Pada berita tersebut, disebutkan bahwa populasi kemiskinan lebih banyak terjadi di daerah pedesaan ketimbang di perkotaan. Menurut saya hal ini karena faktor pemerataan dari segi pendidikan atau pembangunan daerah yang belum merata. Mayoritas masyarakat di pedesaaan ini lebih memilih tidak melanjutkan pendidikan lebih tinggi lagi karena faktor ekonomi. Di daerah pedesaan masih sedikit lembaga pendidikan yang tersebar jika dibandingkan dengan di kota. Adapun jika ingin melanjutkan sekolah ke jenjang lebih tinggi tentunya harus memiliki tabungan yang lebih untuk biayanya.
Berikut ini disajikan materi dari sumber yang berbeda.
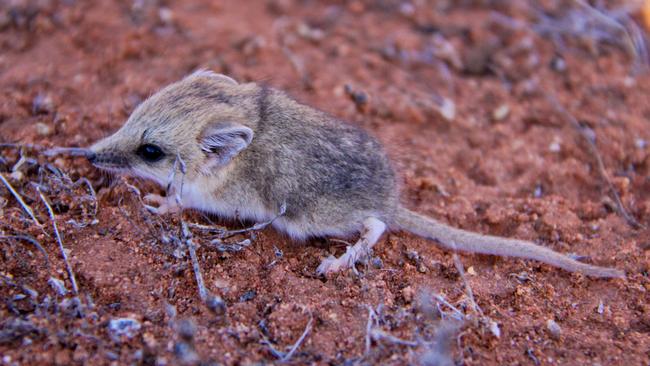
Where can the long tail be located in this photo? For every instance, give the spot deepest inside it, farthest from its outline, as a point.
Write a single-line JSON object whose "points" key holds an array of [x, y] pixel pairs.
{"points": [[457, 239]]}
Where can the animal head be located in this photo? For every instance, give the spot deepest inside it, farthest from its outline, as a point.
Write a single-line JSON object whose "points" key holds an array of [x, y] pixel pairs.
{"points": [[200, 123]]}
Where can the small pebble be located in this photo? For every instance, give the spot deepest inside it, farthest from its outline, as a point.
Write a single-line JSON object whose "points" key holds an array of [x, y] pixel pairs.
{"points": [[58, 286], [247, 296], [123, 327], [554, 328], [501, 112], [42, 104], [43, 129], [554, 146], [447, 109]]}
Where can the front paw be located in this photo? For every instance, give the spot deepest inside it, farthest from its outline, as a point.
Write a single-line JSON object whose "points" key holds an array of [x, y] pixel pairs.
{"points": [[164, 204]]}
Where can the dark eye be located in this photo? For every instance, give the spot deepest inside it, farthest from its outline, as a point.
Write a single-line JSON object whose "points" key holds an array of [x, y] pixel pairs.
{"points": [[150, 153]]}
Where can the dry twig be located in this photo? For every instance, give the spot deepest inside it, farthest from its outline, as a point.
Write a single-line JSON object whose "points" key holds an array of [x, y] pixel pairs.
{"points": [[75, 288], [22, 203], [285, 357], [593, 149]]}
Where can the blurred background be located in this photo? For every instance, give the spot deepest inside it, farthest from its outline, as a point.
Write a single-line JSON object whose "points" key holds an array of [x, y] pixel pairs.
{"points": [[516, 118]]}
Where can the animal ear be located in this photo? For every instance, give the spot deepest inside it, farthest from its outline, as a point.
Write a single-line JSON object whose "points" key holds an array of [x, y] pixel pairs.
{"points": [[213, 75], [223, 141]]}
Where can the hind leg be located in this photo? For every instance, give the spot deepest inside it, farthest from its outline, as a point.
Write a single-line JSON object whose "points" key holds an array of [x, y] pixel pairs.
{"points": [[372, 230]]}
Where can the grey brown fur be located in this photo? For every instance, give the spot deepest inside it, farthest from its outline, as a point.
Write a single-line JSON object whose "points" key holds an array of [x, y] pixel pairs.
{"points": [[249, 149]]}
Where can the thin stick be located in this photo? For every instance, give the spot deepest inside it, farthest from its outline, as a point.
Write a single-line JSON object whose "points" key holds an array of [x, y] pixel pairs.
{"points": [[20, 200], [468, 288], [378, 334], [593, 149], [187, 235], [295, 346], [369, 325], [285, 357], [75, 289]]}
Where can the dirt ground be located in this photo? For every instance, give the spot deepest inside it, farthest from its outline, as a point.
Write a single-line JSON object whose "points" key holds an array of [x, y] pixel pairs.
{"points": [[506, 161]]}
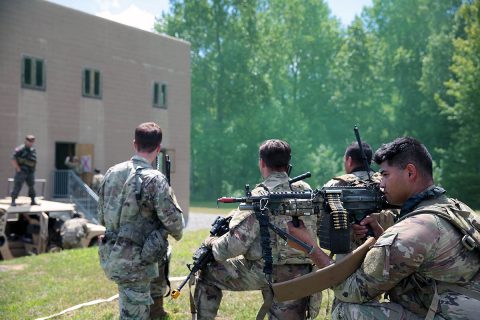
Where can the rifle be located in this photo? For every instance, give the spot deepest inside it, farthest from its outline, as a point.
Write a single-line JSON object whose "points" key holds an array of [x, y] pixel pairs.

Itulah hambatan masyarakat desa yang lebih memilih untuk berkerja sebagai buruh atau bertani seusai mereka bersekolah guna hanya untuk bisa membaca menulis dan mengitung.

Dengan minimnya tingkat pendidikan pada masyarakat di desa, tentu berdampak pada pengetahuan teknologi informasi yang sedang berkembang pesat saat ini. Sedikitnya ilmu, pengetahuan tentang teknologi yang mereka dapatkan tidak lain mereka akan tersebut sebagai masyarakat daerah tertinggal. Faktor tersebut bisa didasari karena pembangunan yang belum merata. Oleh sebab di pedesaan masih sulit mendapatkan suatu informasi mengenai perkembangan teknologi, maka timbul rasa ingin pergi ke kota untuk mencari penghidupan yang lebih layak. Dengan pendidikan yang masih minim, mereka bertekad melakukan urbanisasi. Sedangkan di perkotaan persaingan di dunia lapangan perkerjaan pun sangat sulit. Hal ini menambah populasi kemiskinan pada daerah perkotaan.

Solusi Kasus

Menurut saya, untuk meminimalisir angka kemiskinan pada daerah pedesaan itu bisa dengan meningkatkan kualitas pendidikan pada daerah pedesaan. Dimana pada setiap sekolah diterapkan ilmu pengetahuan mengenai perkembangan teknologi yang terus berkembang ini lebih ditekankan. Sehingga pola pikir dari anak-anak generasi muda akan ikut berkembang dan tentunya tidak akan tertinggal. Dengan catatan tetap mengawasi anak-anak agar tidak menyalahgunakan perkembangan teknologi yang sedang berkembang pesat ini. Jika pada saatnya mereka tumbuh menjadi dewasa dengan pengetahuannya yang sudah mantap maka mereka akan membangun desa nya agar lebih baik lagi tak kalah dengan daerah kota. Namun, tidak menghilangkan keasrian atau kkhasan daerah desa, tidak menjadikan desa menjadi daerah seperti kota.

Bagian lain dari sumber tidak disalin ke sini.